Burano selain terkenal dengan rumah yang berwarna warni dan kanal-kanalnya yang indah, juga dikenal dengan pembuatan renda. Akan banyak ditemui toko-toko yang menjual beraneka bentuk renda, tapi pastikan sebelum membeli bahwa yang dijual tersebut adalah buatan tangan, bukan mesin yang memproduksi dalam jumlah yang banyak. Jika ingin tahu lebih lanjut tentang tradisi pembuatan renda, bisa mengunjungi Museum Lace. Awalnya saya menduga Burano akan lebih sepi dari Murano, ternyata salah besar. Burano lebih ramai dikunjungi turis. Saya yang suka memperhatikan tingkah turis dimanapun berada, jadi keasyikan sendiri melihat ada yang selfie dipinggir kanal dengan raut muka yang dibentuk sedemikian rupa, ada yang sibuk berputar-putar dengan tongsisnya, ada yang semacam foto prewed di depan rumah warna warni lengkap dengan busana yang apik, ada yang bergerombol berbicara dengan kencang, dan ada yang tertegun memperhatikan sekitar (iya, ini saya :D).

Warna warni rumah di Burano lebih berani dan lebih menyala dibandingkan Murano, begitu yang saya lihat. Satu rumah dengan lainnya mempunyai warna yang berbeda sehingga rumah-rumah yang berjajar tersebut terlihat kontras dengan sapuan warna stabilo, menyala, dan eye catching. Melihatnya sangat menggemaskan apalagi kami menemui beberapa rumah dicat dengan pola-pola tertentu. Pengecatan rumah ini dilakukan setiap dua tahun sekali dan jika ada penduduk yang ingin memperbarui warna catnya, harus mendapatkan persetujuan dahulu dari pemerintah. Bukan hanya mata saja yang terasa dimanjakan melihat kemeriahan warna di Burano, hati juga ikut gembira rasanya.

Burano
Burano
Burano
Burano
Salah satu tembok yang dicat berwarna warni di Burano
Salah satu tembok yang dicat berwarna warni di Burano

Saat kami sedang berfoto bergantian dengan latar belakang tembok yang berwarna warni (foto di atas), ada satu keluarga yang sedang melintas dan ketika mendengarkan saya dan suami berbicara menggunakan bahasa Belanda, salah satu diantara mereka menawarkan untuk mengambil pose kami berdua. Rupanya mereka keluarga yang berasal dari Belgia. Jadilah kami semua berbicara menggunakan bahasa Belanda dan berbincang-bincang sebentar. Ketika kami menawarkan untuk bergantian memotret, mereka menolak karena ingin segera makan di restoran tidak jauh dari tempat ini. Senangnya punya foto berdua suami di Burano, dengan kebaikan tawaran dari mereka.

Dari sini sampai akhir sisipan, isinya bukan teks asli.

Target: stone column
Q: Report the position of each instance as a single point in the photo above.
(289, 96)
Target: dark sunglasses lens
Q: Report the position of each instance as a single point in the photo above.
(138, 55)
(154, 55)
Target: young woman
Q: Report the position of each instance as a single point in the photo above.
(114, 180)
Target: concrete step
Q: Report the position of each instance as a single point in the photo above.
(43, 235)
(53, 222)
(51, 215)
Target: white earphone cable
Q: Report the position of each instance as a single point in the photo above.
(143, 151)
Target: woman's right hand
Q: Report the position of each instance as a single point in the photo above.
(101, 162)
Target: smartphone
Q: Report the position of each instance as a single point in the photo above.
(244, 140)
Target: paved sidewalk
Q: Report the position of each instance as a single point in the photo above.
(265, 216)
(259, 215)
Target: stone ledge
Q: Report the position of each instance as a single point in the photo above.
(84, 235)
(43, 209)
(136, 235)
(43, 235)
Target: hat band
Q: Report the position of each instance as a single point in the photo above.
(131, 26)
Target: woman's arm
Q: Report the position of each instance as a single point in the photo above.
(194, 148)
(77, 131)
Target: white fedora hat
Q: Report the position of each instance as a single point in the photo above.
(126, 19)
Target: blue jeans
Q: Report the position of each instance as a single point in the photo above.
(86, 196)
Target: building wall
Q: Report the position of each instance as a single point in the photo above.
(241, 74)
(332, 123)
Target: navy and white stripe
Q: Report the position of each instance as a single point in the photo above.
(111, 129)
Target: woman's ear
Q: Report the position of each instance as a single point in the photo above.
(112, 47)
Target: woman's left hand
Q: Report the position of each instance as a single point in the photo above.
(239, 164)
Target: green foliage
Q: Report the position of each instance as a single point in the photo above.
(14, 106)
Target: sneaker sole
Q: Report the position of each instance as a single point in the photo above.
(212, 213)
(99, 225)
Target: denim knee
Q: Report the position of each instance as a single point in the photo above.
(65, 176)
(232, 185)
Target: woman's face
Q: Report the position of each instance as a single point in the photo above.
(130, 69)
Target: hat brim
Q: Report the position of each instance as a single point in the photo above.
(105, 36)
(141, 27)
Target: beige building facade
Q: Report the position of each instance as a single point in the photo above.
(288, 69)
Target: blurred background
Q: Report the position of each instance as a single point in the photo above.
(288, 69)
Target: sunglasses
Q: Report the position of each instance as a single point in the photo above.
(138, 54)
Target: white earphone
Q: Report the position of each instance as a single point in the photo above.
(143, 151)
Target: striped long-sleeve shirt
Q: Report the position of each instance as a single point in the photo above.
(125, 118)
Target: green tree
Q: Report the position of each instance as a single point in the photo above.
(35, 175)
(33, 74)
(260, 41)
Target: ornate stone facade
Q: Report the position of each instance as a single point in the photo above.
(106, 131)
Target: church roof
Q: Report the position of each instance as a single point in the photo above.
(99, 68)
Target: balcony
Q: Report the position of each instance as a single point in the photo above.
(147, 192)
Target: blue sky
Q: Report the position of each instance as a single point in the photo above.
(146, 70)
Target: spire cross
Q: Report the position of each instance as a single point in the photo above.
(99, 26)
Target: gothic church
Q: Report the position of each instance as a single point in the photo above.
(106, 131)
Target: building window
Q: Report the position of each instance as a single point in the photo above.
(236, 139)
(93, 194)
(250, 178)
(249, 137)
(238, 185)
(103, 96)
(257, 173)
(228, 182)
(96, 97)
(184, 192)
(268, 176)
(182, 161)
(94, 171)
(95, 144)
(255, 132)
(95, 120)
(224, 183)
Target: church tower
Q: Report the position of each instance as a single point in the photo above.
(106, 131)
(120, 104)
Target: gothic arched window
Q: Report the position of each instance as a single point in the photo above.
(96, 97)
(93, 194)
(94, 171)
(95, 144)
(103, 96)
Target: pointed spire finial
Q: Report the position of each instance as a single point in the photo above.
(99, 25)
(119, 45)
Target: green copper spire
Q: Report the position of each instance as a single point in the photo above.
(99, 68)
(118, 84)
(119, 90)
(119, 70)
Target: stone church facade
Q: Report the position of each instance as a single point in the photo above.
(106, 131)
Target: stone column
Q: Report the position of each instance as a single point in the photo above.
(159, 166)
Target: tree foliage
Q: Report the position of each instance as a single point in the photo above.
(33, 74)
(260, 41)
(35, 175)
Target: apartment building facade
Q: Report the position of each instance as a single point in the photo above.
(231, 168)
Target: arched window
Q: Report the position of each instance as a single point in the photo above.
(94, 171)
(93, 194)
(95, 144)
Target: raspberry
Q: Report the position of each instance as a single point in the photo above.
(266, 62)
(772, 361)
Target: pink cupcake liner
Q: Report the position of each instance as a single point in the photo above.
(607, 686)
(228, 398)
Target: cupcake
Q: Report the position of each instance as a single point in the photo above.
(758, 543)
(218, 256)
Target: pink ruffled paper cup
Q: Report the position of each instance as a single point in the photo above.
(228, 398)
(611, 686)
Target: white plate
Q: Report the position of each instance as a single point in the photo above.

Ada satu lagi kesamaan antara Murano dan Burano selain warna warni rumahnya yaitu jemuran ada dimana-mana, di setiap gang ataupun jalan utama. Melihat jemuran di sini nampak enak dilihat mata, tertata dan tidak semrawut. Jadinya jemuran pun mempunyai daya tarik tersendiri.

Burano
Burano
Jemuran di Burano
Jemuran di Burano
Burano
Burano

Setelah dari Burano, niatnya kami ingin mengunjungi pulau yang lainnya yaitu Torcello. Tapi setelah menghitung waktu, nampaknya tidak cukup karena kami ingin menyusuri Grand Canal menjelang matahari terbenam sambil melihat orang-orang yang menaiki gondola diiringi alunan suara dari yang mendayung gondola (tapi saya cuma menjumpai beberapa yang bernyanyi). Puas rasanya bisa mengunjungi dua dari tiga pulau yang terkenal disekitar Venice. Melihat secara langsung keindahan warna warni rumah dan menepi sesaat dari pikuknya Venice. Jika ingin membeli cinderamata, saya melihat banyak toko menjual beraneka bentuk topeng. Saya menduganya ini adalah cinderamata khas Venice.

Souvenir Venice
Souvenir Venice
Burano
Burano
Burano
Burano

Jadi terinspirasi ingin mengecat rumah dengan warna yang ngejreng?